2. naruszenie art. 233 § 1 k.p.c. w zw. z art. 231 k.p.c. poprzez błędną, sprzeczną z zasadami doświadczenia życiowego i logiki oraz wybiorczą ocenę dowodów zgromadzonych w sprawie i dokonanie wobec tego nieprawidłowego wnioskowania o faktach będących podstawą ustaleń sądu, to jest:

(a) przyjęciu, że pozwana A. T. (1) w trakcie prac nad inkryminowaną książką podejmowała działania mające na celu skonfrontowanie informacji związanych z W. S. (1) udzielonych autorce przez W. G. z rodziną zmarłego, w tym usiłowała nawiązać kontakt z powodem A. S. (1) w czasie uroczystości (...), jaka odbyła się w Teatrze (...) – Operze (...) w dniu 10 października 2007 r. podczas gdy:

- z przesłuchania stron jednoznacznie wynika, że przez czteroletni okres pracy nad książką, działania pozwanej ograniczyły się wyłącznie do jednego telefonu do Powódki,

- z przesłuchania stron jak również świadka E. J. (1)Z., w żaden sposób nie wynika aby pozwana usiłowała nawiązać kontakt z A. S. (1) w czasie uroczystości (...), wprost przeciwnie: z zeznań A. T. (1) wynika, że pozwana w żaden sposób nie szukała kontaktu z Powodami w trakcie tego wydarzenia, co zgodne jest z zeznaniami Powodów;

(b) przyjęciu, że powód A. S. (1), po uroczystości z dnia 10 października 2007 r., podszedł do pozwanej A. T. (1) oraz świadka E. Z. oraz miał wykrzykiwać wobec nich obraźliwie oskarżenia, w tym nazwać W. G. (...) oraz zachowywać się agresywnie, gdy tymczasem ze zgromadzonego materiału dowodowego wynika, że

- powód nigdy nie podszedł do świadka i pozwanej — a napotkał je przypadkowo na schodach Teatru, wychodząc po uroczystości,

- A. T. (1) nie zeznała jakoby A. S. (1) miał używać słów uznawanych za niecenzuralne, lub zachowywać się agresywnie wobec niej lub świadka, a sami powodowie zaprzeczyli agresywnemu zachowaniu powoda w trakcie przypadkowego spotkania

- powód A. S. (1) w dacie spotkania pozwanej A. T. (1) nie miał wiedzy na temat pisania przez pozwaną książki na temat W. G.: zaprzecza temu powód, a sąd dokonał ustalenia, że przedmiotem wcześniejszej rozmowy pomiędzy powodem a A. T. (1) była kwestia rozpowszechniania przez pozwaną zarzutów o współpracy W. S. (1) z gestapo, tym bardziej zatem za sprzeczne z zasadami doświadczenia życiowego i logiki należy uznać ustalenie przez sąd, że powód miałby wyrażać się w sposób niecenzuralny o osobie W. G. w sprawie, czego skutkiem było przyjęcie przez sąd, że pozwana A. T. (1) zachowała należytą staranność dziennikarską w przedmiocie skonfrontowania treści oskarżeń rozpowszechnianych w książce swojego autorstwa z rodziną W. S. (1).

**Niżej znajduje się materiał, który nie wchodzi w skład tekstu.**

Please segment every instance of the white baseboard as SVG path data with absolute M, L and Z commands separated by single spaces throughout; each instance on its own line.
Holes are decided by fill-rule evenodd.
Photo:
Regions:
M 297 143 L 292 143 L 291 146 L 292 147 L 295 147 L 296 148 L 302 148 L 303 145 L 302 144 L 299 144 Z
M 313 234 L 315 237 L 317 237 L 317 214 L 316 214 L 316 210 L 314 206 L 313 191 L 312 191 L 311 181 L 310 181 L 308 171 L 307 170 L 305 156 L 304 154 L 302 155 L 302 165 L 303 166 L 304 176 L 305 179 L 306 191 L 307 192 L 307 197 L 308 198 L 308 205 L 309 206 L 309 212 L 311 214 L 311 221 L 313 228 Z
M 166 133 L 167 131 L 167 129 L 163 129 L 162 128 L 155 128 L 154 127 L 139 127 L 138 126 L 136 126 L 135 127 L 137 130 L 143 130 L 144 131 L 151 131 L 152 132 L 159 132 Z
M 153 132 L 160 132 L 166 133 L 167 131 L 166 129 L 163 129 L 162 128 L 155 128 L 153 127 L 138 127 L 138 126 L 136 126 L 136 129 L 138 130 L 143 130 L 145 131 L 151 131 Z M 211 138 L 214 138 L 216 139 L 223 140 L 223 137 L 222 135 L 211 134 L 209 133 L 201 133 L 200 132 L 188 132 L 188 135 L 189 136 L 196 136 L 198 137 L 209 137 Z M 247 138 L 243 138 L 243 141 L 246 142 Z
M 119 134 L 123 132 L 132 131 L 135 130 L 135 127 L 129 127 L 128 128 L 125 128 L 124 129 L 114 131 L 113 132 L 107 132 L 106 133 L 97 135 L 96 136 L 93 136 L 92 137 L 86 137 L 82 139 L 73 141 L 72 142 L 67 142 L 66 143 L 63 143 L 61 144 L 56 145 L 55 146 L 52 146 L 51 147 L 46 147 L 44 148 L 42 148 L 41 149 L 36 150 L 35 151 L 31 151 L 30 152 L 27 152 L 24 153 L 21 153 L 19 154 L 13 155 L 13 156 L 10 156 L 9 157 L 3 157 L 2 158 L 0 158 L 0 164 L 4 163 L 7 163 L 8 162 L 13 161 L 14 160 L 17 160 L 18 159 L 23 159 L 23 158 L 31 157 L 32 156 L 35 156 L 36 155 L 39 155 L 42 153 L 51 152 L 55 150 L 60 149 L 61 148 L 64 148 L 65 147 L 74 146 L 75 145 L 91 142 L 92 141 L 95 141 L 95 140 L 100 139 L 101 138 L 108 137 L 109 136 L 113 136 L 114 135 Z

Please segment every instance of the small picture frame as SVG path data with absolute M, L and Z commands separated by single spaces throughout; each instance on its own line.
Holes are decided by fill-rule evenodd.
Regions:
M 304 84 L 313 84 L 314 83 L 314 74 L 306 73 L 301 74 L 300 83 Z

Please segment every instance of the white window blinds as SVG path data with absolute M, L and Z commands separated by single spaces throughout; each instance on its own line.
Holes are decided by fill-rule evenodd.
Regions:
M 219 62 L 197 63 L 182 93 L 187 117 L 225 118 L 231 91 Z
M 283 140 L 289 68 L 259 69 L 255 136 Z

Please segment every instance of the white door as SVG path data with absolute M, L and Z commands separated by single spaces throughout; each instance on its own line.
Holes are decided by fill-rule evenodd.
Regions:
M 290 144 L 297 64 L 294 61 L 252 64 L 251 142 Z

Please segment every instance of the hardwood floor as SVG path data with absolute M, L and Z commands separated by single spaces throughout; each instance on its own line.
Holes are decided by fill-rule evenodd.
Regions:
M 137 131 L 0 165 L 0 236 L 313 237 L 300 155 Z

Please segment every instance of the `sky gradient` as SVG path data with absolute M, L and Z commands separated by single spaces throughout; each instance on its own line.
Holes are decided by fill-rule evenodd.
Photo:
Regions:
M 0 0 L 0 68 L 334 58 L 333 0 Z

3. naruszenie art. 233 § 1 k.p.c. w zw. z art. 244 k.p.c. poprzez zaliczenie w poczet materiału dowodowego „notatki z przebiegu zdarzenia" świadka E. Z., gdy tymczasem w materiale zgromadzonym w niniejszej sprawie nie ma takiego dowodu — istnieje wyłącznie przytoczenie treści rzekomej notatki w odpowiedzi na pozew pełnomocnika pozwanego ad 1, niemniej sama notatka nigdy nie została sądowi przedstawiona, a pozwani nie zwrócili się z prośbą o jej udostępnienie przez Kancelarię (...) w trybie art. 248 § 1 k.p.c. a zatem nie można w sposób jednoznaczny ustalić, czy rzeczywiście taki dokument powstał, jeśli tak, to kiedy został stworzony i czy rzeczywiście zawiera treści przytoczone przez pełnomocnika pozwanego ad 1, przy czym zeznania świadka J.Z. budzą w tym zakresie poważne i uzasadnione wątpliwości, czego następstwem było odmówienie wiarygodności przez sąd I instancji powodom w zakresie ich zeznania na temat przebiegu i charakteru zdarzenia z dnia 10 października 2007 r., a w konsekwencji uznanie, że pozwana A. T. (1) zachowała należytą staranność w przedmiocie obowiązku skonfrontowania zarzutów wobec W. S. (1) ze świadectwem członków jego najbliższej rodziny,

4. naruszenie art. 233 § 1 k.p.c. w zw. z art. 233 k.p.c. poprzez błędną, sprzeczną z zasadami doświadczenia życiowego i logiki oraz wybiorczą ocenę dowodów zgromadzonych w sprawie i dokonanie wobec tego nieprawidłowego wnioskowania o faktach będących podstawą ustaleń sądu, to jest:

(a) przyjęcie, że dowód z zeznań świadka W. B. nie był przydatny do rozstrzygnięcia przedmiotowej sprawy gdy tymczasem z zeznań świadka wynika, że świadek, jako jeden z nielicznych żyjących świadków historii (...) getta, miał wiedze na temat: popularności i rozpoznawalności W. S. (1) przed wojną (z uwagi na występy w (...), które świadek osobiście słyszał), braku jakichkolwiek zarzutów o kolaborację z władzami hitlerowskimi wobec W. S. (1), stosunku W. S. (1) do W. G. (świadek rozmawiał na ten temat z W. S. (1)), złego stanu umysłowego W. G. już w latach 80 — tych, (już wtedy W. G. była postrzegana przez środowiska polonijne w P. jako osoba co najmniej niestabilna psychicznie, co przeczy tezie A. T. (1) jakoby W. G. była w pełni władz umysłowych w okresie nagrywania swoich wspomnień dla Fundacji (...) w 1996 r., )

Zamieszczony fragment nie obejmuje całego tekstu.